Pour bénéficier de l’exonération prévue le 2° de l'article 261 C du code général des impôts, reprenant les dispositions de l’article 135 § 1-a, de la directive 2006/112 susvisée, la qualité formelle de courtier ou d’intermédiaire d’assurance d’une société n’est pas déterminante.Le prestataire doit être en relation avec l’assureur et avec l’assuré. Cette relation peut être indirecte si le prestataire est un sous-traitant du courtier ou de l’intermédiaire. Cependant, son activité doit recouvrir des aspects essentiels de la fonction d’intermédiaire d’assurance, tels que la recherche de prospects et la mise en relation de ceux-ci avec l’assureur (2).

CAA Lyon, 2ème chambre - N° 15LY02666 - Société Auvergne Armatures - 11 avril 2017 - C+

Fiscalité - Contributions et taxes - Généralités - Règles générales d'établissement de l'impôt - Procédure de rectification - Commission départementale des impôts  - Saisine
L’étendue du désaccord entre le contribuable et l’administration s’apprécie indépendamment de l’argumentation soulevée par le contribuable dans ses observations.
Aucune disposition du code général des impôts ou du livre des procédures fiscales n'impose au contribuable de motiver son refus des rectifications qui lui ont été notifiées.Aucune disposition du code général des impôts ou du livre des procédures fiscales ne prévoit de réponse du contribuable à la réponse de l’administration du contribuable.Enfin, il n’appartient pas au contribuable de saisir lui-même la commission départementale des impôts directs et des taxes sur le chiffre d’affaires.
Irrégularité de l'absence de saisine de la commission lorsque le contribuable a refusé la totalité des rectifications mais que l’administration fiscale a, dans la réponse aux observations du contribuable, indiqué que la société n’ayant pas émis d’observations concernant deux exercices que les rectifications relatives à ces deux exercices, étaient considérées comme acceptées par le contribuable.
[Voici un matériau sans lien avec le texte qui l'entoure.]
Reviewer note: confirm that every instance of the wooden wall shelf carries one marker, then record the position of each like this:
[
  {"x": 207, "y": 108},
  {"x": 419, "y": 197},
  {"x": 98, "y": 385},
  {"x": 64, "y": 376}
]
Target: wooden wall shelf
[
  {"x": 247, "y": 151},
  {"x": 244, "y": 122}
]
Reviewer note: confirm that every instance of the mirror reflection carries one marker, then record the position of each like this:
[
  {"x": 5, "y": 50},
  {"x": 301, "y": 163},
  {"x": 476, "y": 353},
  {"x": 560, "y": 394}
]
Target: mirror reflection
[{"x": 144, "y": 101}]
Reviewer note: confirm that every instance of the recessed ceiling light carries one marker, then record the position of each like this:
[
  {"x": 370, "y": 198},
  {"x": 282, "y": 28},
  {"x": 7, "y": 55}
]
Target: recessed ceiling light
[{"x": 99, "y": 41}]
CAA Lyon, 2ème chambre - 7 février 2017 N° 15LY01864 - C+

Fiscalité - Contributions et taxes - Contributions sociales - Cas de la partie de salaires regardée comme excessive et requalifiée en revenus de capitaux mobiliers - salarié redevable légal des contributions sociales initialement versées par l'employeur - conséquence - Imputation de ces sommes sur les contributions sociales supplémentaires établies sur les revenus de capitaux mobiliers après requalification.
En application des dispositions de l’article L136-1 du code de la sécurité sociale, relatif à la CSG et au prélèvement social : « Il est institué une contribution sociale sur les revenus d'activité et sur les revenus de remplacement à laquelle sont assujettis : 1° Les personnes physiques qui sont à la fois considérées comme domiciliées en France pour l'établissement de l'impôt sur le revenu et à la charge, à quelque titre que ce soit, d'un régime obligatoire français d'assurance maladie ;(…) » Il en est de même pour la contribution au remboursement de la dette sociale. Si l’employeur est responsable du versement de ces sommes, par un précompte sur la rémunération de l’assuré (article L243-1 du code de la sécurité sociale), c’est le salarié qui est assujetti.